Congressional Budget Office and Treasury analyses place the typical burden at between 26 percent and 30 percent, depending on varying definitions of income and state and local taxes.
Lott, who could not be reached for comment, was relying for his numbers on an analysis produced last November by the Tax Foundation, which advocates lowering the nation's tax burden. It concluded that the median combined federal, state and local tax burden for two-earner families had risen to 38.2 percent in 1997 from 37.3 percent in 1996.
Analysts at the Center on Budget and Policy Priorities believe that assessment is not only inaccurate but also dangerous, because it encourages people to fear government and taxes.
``If you have people believing that the government takes nearly 40 percent of their pay, it leads some of them to conclude that radical reform of the federal tax system and steep reductions in the size of government may be required to lower tax burdens,'' said Iris J. Lav, author of the center's study.
Not surprisingly, the Tax Foundation's communications director, Stephen Gold, strongly disagrees with Lav's analysis. He said the numbers differ because of differences in methodology and philosophy.
The foundation's analysts defined ``typical'' as the median (midpoint) income for families with two workers, while the center used the middle 20 percent of families. Also, the foundation allocated portions of corporate income taxes to all taxpayers while the center made that adjustment only for corporate shareholders. And the foundation counted state employees' retirement contributions as taxes while the center did not.

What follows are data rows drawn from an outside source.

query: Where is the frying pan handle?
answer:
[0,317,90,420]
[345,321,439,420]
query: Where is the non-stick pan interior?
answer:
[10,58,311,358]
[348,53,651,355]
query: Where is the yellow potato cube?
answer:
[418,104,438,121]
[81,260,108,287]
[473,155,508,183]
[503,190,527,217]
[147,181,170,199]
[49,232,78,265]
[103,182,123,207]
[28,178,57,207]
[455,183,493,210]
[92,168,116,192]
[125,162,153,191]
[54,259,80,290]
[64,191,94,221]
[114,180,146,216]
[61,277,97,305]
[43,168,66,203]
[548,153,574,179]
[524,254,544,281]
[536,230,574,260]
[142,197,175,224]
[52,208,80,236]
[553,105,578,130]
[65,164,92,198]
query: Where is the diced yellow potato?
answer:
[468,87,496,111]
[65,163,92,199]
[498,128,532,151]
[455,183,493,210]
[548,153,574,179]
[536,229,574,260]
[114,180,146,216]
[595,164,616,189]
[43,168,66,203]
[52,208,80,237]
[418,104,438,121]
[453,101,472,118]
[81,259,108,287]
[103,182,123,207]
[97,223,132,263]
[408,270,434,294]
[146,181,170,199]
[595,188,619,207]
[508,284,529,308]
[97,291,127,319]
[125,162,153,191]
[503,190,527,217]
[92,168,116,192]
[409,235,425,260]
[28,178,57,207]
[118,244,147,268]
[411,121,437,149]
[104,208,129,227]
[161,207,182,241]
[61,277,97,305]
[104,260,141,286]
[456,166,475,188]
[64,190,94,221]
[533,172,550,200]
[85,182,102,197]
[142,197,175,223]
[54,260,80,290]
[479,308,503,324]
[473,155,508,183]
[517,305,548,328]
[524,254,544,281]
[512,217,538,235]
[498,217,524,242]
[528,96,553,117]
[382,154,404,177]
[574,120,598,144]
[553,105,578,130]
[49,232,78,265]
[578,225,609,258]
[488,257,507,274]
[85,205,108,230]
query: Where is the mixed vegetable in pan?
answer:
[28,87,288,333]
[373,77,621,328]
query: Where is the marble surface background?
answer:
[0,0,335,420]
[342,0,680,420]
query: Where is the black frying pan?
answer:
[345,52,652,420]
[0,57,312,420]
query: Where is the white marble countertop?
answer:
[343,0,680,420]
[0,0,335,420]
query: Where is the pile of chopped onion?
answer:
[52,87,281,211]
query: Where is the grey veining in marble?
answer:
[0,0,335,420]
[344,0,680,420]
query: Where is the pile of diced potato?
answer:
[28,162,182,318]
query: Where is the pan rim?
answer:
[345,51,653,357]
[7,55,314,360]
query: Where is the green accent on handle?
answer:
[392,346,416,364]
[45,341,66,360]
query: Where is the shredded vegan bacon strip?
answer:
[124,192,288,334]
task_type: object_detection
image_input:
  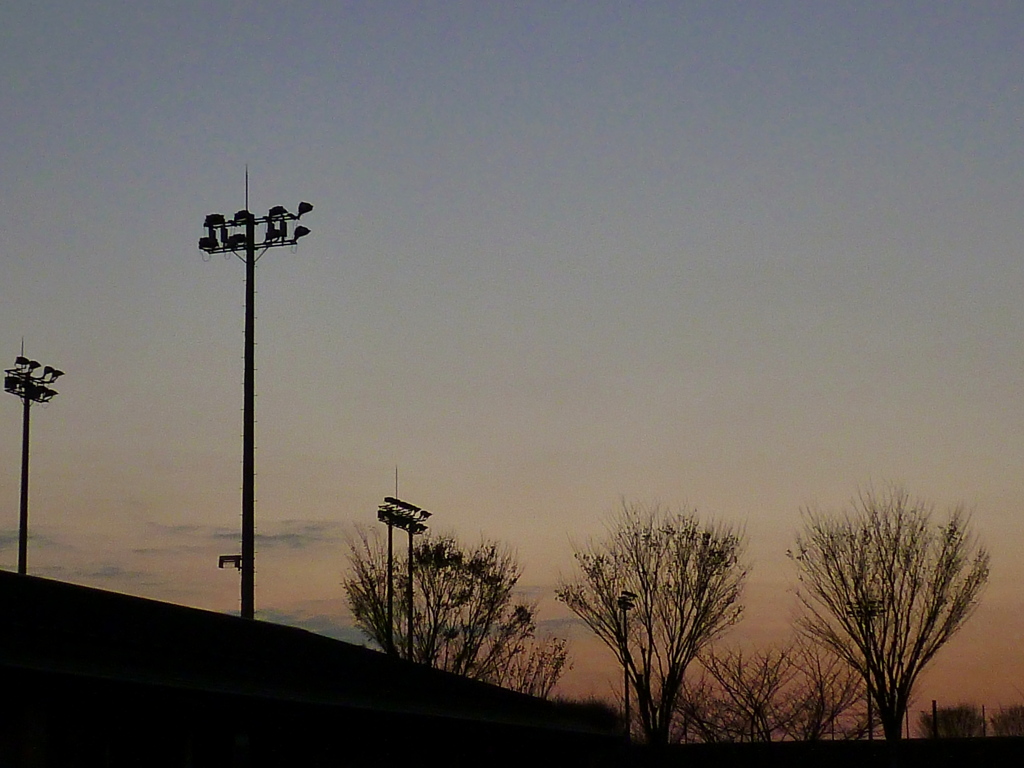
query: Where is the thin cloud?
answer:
[256,520,343,549]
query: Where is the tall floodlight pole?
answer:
[3,354,63,575]
[377,496,430,660]
[617,590,637,743]
[199,203,313,618]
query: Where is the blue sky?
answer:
[0,0,1024,701]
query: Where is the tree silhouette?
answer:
[788,486,989,740]
[344,529,568,697]
[678,640,863,742]
[557,503,746,744]
[918,703,985,738]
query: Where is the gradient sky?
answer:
[0,0,1024,706]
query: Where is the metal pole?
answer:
[867,688,874,741]
[406,524,413,662]
[387,522,394,656]
[17,393,32,575]
[623,604,633,743]
[242,213,256,618]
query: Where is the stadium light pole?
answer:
[377,496,430,662]
[377,499,395,656]
[199,203,313,618]
[3,354,63,575]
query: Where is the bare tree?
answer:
[786,639,866,741]
[344,530,568,697]
[788,487,989,740]
[989,705,1024,736]
[678,640,863,741]
[700,647,799,741]
[918,703,985,738]
[557,503,746,744]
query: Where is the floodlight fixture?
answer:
[217,555,242,570]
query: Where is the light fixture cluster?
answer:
[377,496,430,535]
[3,355,63,402]
[199,203,313,253]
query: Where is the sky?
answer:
[0,0,1024,709]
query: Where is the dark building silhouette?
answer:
[0,571,618,768]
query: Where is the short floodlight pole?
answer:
[3,354,63,575]
[377,496,430,660]
[617,590,637,743]
[847,598,885,741]
[377,504,395,656]
[199,203,313,618]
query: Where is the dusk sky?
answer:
[0,0,1024,709]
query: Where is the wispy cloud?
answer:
[256,520,343,549]
[35,563,160,589]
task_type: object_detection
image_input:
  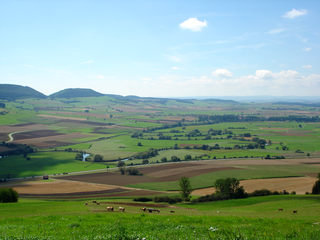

``The bottom line is that, together, we're all paying more taxes, and that's something we ought to worry about,'' Gold said. ``The Tax Foundation is worried about that trend, while the Center on Budget and Policy Priorities has a different agenda.''
But Lav says that view is misleading.
``The rich are paying more because they make more. That's the way the system was designed,'' she said. Most alternatives suggested thus far would be less fair to most Americans, she added, because they would lower the burden of the rich at the expense of the middle class.
Lav said that the median income for families with two workers used in the Tax Foundation's calculations was $52,416, or 48 percent higher than the median income for all households - $35,492. Thus, she said, the Tax Foundation's analysis was flawed because it was measuring the tax burden of taxpayers who are far richer than average.